İşte Taksim göstericilerinin profili

Taksim Gezi Parkı'nda ağaç kesilmesine tepki olarak masumca başlayan protestoların şiddete varan boyuta uzanması ve faklı kesimlerin olaya dahil olması yeni soruları da gündeme getirdi. Peki göstericiler kim? Sosyologlar ve siyaset bilimcilerin tahlili:

Taksim Gezi Parkı'nda dokuzuncu güne ulaşan gösterilerle gündeme oturan eylemcilerin özellikleri merak ediliyor.
Siyasal ve ideolojik görüşleri, sosyal olaylara bakış açıları ve ekonomik güçleri nedir?
Türkiye ve dünya hakkında neler düşünüyorlar?
Kendi yaşam tarzları için ne kadar kaygılılar, başkalarının yaşam tarzına ne kadar saygılılar?
Sosyologlar ve siyaset bilimciler Taksim'deki gösterici kitlesini şöyle tanımlıyor:
- Kürt sorununda çözüm istemiyorlar. Kürtlerin siyasal, sosyal görünürlüğünden de rahatsız oluyorlar.
- Başörtülü kadınların, genç kızların sosyal hayatta rol almasına ve devlette çalışmasına kesinlikle karşı çıkıyorlar.
- Dindarlığın siyasal ve sosyal alandaki görüntülerinden memnun değiller. Sözgelimi, AK Parti'nin yükselişi, imam-hatip okullarına talebin artması gibi gelişmelerden kaygı duyuyorlar.
- Dini görünürlük açısından çok düşük istatistiklere sahipler. Namaz, oruç, hac gibi ibadetlerle ilgileri yok denecek kadar az. Kendilerini "laik, Atatürkçü" olarak tanımlıyorlar.
- Askerin siyasal alanda etkili olması gerektiğini düşünüyorlar. (Aralarında önemli bir kitle ise askeri darbe seçeneğinin kesin çözüm olduğunu düşünüyor)
- Hemen hepsi, Ergenekon, Balyoz, Andıç gibi davaların görülmesine karşı. Büyük çoğunluğu bu davalara karşı çıkan eylemlere de katılarak davalılara destek verdi.
- Genel olarak 28 Şubat darbesine destek veren gelenekten geliyorlar ve 2007 yılında yapılan Cumhuriyet mitinglerine de katıldılar.

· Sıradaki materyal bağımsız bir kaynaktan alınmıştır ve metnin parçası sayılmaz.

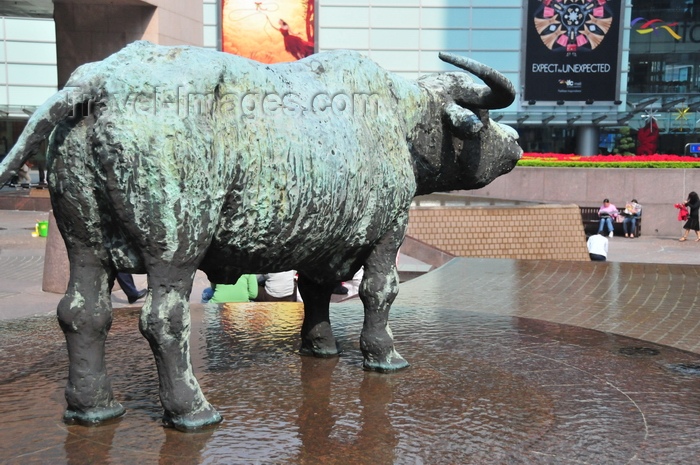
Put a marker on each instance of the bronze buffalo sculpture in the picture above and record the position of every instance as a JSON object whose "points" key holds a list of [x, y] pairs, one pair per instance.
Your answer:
{"points": [[165, 160]]}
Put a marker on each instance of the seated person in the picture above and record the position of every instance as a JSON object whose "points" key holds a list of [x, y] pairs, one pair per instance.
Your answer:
{"points": [[245, 290], [632, 211], [277, 287], [607, 213]]}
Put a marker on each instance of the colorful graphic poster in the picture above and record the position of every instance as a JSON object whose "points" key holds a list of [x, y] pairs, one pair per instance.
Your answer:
{"points": [[572, 50], [268, 31]]}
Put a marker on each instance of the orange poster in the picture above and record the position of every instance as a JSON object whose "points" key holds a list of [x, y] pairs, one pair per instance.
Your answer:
{"points": [[268, 31]]}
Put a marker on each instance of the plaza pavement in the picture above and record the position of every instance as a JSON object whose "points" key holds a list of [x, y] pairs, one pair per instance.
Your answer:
{"points": [[657, 276]]}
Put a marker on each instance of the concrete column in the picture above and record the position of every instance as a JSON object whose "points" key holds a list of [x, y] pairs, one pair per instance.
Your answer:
{"points": [[587, 139]]}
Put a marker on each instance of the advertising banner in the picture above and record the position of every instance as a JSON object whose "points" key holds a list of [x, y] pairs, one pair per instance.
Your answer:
{"points": [[572, 50], [269, 32]]}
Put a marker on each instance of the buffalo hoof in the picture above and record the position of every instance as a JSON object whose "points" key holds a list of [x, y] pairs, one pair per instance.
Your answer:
{"points": [[204, 419], [390, 363], [319, 342], [95, 416]]}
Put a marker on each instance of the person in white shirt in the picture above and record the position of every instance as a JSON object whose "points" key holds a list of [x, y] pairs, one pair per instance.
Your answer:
{"points": [[277, 287], [598, 247]]}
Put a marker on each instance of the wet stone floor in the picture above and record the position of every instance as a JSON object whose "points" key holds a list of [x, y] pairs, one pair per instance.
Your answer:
{"points": [[481, 389]]}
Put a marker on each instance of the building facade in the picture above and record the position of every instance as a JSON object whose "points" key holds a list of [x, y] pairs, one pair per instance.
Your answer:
{"points": [[656, 66]]}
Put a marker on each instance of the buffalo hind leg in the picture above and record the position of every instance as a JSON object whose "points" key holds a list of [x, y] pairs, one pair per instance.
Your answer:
{"points": [[379, 287], [316, 333], [85, 316], [165, 323]]}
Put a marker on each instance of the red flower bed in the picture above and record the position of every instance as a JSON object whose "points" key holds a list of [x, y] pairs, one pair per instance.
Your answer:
{"points": [[606, 158]]}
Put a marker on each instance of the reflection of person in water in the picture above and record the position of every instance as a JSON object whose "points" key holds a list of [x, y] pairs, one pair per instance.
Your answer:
{"points": [[295, 45]]}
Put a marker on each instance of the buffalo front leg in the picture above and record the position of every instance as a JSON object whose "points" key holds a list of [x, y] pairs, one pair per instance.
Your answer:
{"points": [[379, 287], [85, 316], [316, 334], [165, 323]]}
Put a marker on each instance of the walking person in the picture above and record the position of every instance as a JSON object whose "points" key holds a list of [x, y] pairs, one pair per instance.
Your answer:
{"points": [[633, 211], [693, 204]]}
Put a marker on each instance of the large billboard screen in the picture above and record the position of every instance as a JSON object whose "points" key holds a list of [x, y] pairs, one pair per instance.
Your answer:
{"points": [[269, 32], [572, 50]]}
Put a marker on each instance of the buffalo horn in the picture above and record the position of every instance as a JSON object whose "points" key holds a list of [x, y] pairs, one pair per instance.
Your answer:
{"points": [[498, 92]]}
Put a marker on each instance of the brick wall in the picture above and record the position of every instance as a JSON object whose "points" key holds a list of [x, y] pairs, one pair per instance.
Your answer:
{"points": [[549, 232]]}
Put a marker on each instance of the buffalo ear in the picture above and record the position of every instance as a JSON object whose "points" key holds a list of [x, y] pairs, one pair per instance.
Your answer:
{"points": [[464, 123]]}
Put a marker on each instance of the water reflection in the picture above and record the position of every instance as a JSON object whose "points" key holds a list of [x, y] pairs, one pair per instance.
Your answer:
{"points": [[481, 388], [373, 439]]}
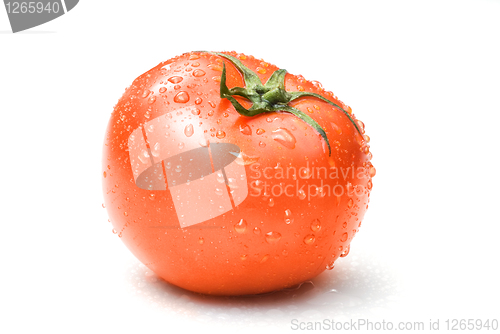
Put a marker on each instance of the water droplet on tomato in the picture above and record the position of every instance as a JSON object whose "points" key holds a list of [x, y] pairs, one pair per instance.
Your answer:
{"points": [[189, 130], [344, 237], [241, 226], [181, 97], [273, 237], [220, 134], [144, 157], [346, 251], [309, 239], [244, 159], [175, 79], [198, 73], [245, 129], [284, 137], [316, 225], [288, 216], [361, 126]]}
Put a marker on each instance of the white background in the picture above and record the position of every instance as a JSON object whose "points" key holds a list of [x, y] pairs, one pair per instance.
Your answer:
{"points": [[424, 76]]}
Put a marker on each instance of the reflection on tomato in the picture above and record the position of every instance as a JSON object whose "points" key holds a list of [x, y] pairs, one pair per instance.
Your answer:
{"points": [[228, 191]]}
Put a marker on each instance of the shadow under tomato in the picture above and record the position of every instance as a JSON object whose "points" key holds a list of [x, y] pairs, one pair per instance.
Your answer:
{"points": [[358, 286]]}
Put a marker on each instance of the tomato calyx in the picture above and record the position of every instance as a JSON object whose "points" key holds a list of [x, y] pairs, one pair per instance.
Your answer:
{"points": [[271, 96]]}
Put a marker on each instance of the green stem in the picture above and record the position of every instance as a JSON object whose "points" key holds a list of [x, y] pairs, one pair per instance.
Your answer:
{"points": [[271, 96]]}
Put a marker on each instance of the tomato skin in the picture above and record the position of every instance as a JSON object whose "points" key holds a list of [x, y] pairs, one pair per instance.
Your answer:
{"points": [[283, 240]]}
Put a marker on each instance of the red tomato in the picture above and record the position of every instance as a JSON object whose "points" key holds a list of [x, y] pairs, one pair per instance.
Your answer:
{"points": [[229, 191]]}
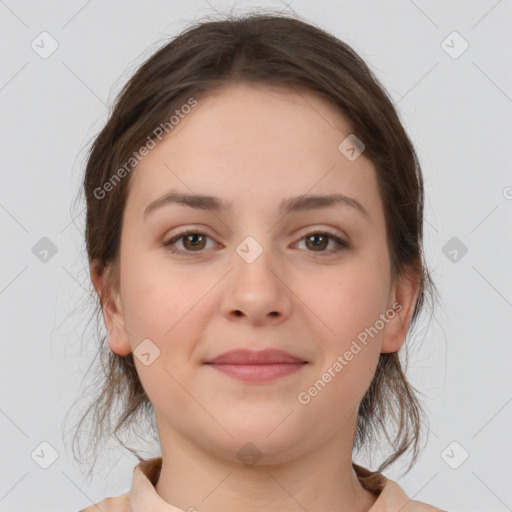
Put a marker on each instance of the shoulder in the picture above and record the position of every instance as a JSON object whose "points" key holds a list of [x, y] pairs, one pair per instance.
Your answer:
{"points": [[114, 504]]}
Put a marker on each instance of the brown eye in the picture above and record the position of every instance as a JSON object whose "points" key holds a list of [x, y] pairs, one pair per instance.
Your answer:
{"points": [[319, 241], [192, 241]]}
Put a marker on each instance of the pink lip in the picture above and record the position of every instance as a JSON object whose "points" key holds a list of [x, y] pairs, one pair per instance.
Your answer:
{"points": [[261, 366]]}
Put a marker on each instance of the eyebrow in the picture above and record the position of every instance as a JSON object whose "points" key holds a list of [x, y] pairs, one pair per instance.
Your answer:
{"points": [[290, 205]]}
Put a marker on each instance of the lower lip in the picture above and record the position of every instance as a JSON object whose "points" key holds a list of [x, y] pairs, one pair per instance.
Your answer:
{"points": [[258, 372]]}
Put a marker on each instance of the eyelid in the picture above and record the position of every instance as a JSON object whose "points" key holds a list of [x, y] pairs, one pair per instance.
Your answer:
{"points": [[341, 241]]}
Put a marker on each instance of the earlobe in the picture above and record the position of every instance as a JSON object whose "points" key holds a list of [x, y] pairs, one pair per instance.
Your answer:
{"points": [[113, 317], [403, 299]]}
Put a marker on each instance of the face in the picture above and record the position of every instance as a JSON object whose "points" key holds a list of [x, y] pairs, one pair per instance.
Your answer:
{"points": [[251, 274]]}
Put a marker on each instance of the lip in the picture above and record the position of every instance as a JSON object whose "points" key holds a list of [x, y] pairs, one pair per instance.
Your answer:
{"points": [[256, 366]]}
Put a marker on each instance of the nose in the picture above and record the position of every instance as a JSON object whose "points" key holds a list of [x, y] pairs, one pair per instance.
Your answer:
{"points": [[257, 290]]}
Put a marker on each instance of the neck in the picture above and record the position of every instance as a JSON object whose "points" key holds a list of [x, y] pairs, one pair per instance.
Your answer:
{"points": [[192, 478]]}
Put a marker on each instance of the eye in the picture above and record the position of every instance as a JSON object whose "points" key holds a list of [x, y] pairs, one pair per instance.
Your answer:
{"points": [[191, 239], [319, 240], [195, 242]]}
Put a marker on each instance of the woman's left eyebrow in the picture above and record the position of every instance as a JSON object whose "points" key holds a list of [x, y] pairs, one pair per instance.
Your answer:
{"points": [[290, 205]]}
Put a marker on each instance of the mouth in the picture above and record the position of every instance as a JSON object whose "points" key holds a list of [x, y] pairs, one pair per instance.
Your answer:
{"points": [[261, 366]]}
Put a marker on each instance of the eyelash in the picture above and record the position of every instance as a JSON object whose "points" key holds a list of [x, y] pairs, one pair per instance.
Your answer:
{"points": [[341, 244]]}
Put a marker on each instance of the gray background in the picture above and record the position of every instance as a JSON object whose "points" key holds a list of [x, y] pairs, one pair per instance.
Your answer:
{"points": [[458, 112]]}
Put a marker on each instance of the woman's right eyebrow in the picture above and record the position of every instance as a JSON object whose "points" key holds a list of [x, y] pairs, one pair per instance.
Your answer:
{"points": [[291, 205]]}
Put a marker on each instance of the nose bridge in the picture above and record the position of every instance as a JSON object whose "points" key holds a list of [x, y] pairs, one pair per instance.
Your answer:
{"points": [[255, 288]]}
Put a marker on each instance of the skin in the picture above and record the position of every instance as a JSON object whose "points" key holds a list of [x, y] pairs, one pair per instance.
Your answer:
{"points": [[254, 146]]}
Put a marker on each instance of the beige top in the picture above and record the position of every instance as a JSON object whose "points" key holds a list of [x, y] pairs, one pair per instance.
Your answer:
{"points": [[143, 497]]}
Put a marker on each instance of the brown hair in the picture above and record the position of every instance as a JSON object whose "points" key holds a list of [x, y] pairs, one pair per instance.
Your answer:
{"points": [[265, 49]]}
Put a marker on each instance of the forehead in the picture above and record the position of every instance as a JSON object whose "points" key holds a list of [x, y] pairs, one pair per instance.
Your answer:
{"points": [[247, 142]]}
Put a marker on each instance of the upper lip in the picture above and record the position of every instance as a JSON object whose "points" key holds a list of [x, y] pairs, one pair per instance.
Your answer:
{"points": [[244, 356]]}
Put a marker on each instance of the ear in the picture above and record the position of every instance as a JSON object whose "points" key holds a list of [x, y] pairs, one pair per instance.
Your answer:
{"points": [[402, 299], [113, 317]]}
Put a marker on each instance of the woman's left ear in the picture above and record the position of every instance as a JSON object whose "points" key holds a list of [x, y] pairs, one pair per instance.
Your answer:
{"points": [[403, 297]]}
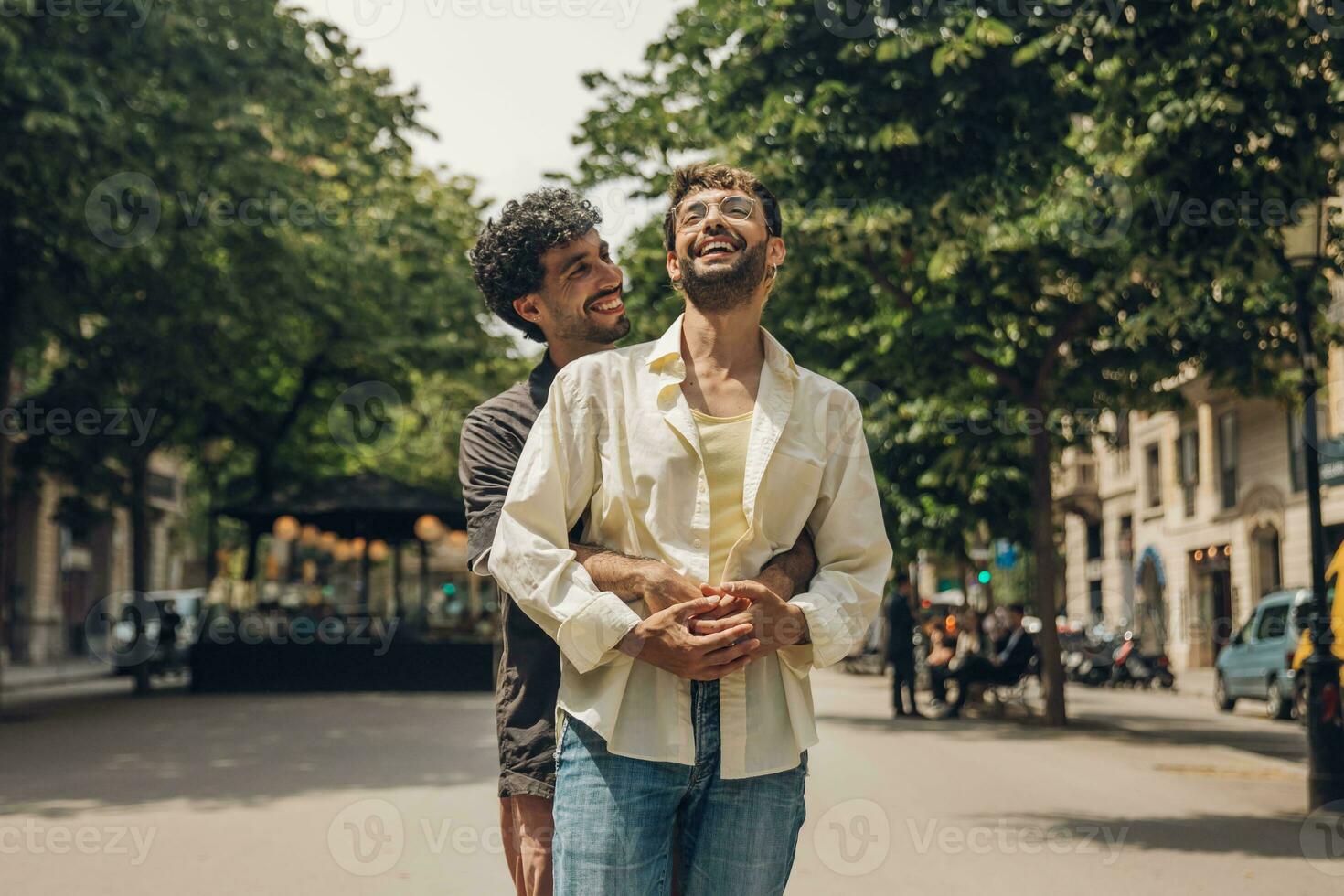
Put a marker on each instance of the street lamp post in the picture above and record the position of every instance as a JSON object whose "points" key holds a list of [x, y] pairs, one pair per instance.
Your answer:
{"points": [[1304, 248]]}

- Güçlü bir sınıf bilincine sahipler. Ağırlıklı olarak beyaz yakalı istihdam grubunu temsil ediyorlar ve kendi sosyo-ekonomik güçlerinin devamlılığına odaklanıyorlar.
- Türkiye'nin ekonomik büyümesi ve milli gelirin artması gibi temel makro ekonomik verileri birinci derecede önemsemiyorlar. Ama bu gelişmelerden en çok yararlanan meslek ve sermaye gruplarının içinde bulunuyorlar.
- Batıcılar, Batı değerlerine sahip çıkma iddiası taşırlar ama Avrupa Birliği üyeliğine de karşılar.
- Dış politikaya ilgilenmiyorlar. Türkiye'nin Suriye politikasından memnun değiller: Türkiye'nin İslam dünyasıyla gelişen ilişkilerini endişe verici buluyorlar.
- Tayyip Erdoğan'a yönelik tepkileri ontolojik... Üslubundan çok varlığına karşı çıkıyorlar. Erdoğan'a reaksiyonları bir alt kimlik kadar güçlü ve tavırlarını değiştirecek girişimlere kapalılar.
- Aynı şekilde, Fethullah Gülen'e ve cemaatinin faaliyetleri başta olmak üzere bütün dini sivil toplum hareketlerine karşı da tepkililer. Dini referanslı sivil çeşitliliği sistem ve kendi yaşam tarzları için tehlike olarak görüyorlar.
- Aralarında İşçi Partisi, ÖDP gibi siyasal hareketlerde görev alanlar da bulunmasına rağmen büyük çoğunluğu CHP'ye oy veriyor. Bununla birlikte CHP'nin daha sert muhalefet yapması gerektiğini düşünüyorlar.